Dec 12

Friday Post: Time Drift Sucks

Hey All,

I’ve been plagued by a bug at work for the past 6 months. Every so often, my oAuth library would fail out of the blue, causing some of my apps to die. It never occurred in production, only in our development environments. If I made the oAuth token by hand, or used the console, it worked fine. If I waited a few minutes, it would authenticate, and everything worked. Totally random, no rhyme or reason.

It wasn’t until this week when I was trying to use a library and upload some test files to an AWS S3 bucket that I got an error.

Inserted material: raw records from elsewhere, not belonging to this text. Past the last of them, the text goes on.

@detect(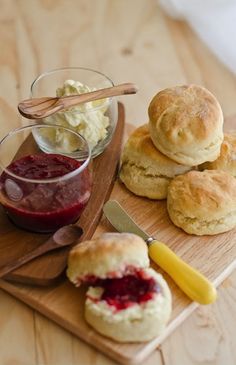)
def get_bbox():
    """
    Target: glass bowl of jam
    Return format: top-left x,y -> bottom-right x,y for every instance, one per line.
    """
31,67 -> 118,158
0,124 -> 92,233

My request time signature was 19 minutes behind the Amazon server. AWS (and my oAuth lib) have a 15 minute time window. But why was this happening? My clock was synced using NTP. I went to check my app and it had also failed. Then it hit me. I hadn’t rebooted my machine in a week. Our dev environments use vagrant, which runs a small virtual machine that containerizes our software. The virtual machine has its own clock, which gets synced on reboot. Over the week, it’s clock slowly drifted just enough that my timestamps failed for Amazon, and then for oAuth. Every so often it will resync, but not fast enough.

In 2014, I thought Time Drift was a thing of past, a relic of dying CMOS batteries, but it still exists today. So if you are ever using vagrant to develop your applications, setup an NTP daemon on the virtual machine, or just vagrant halt / vagrant up every so often 🙂

Happy Friday!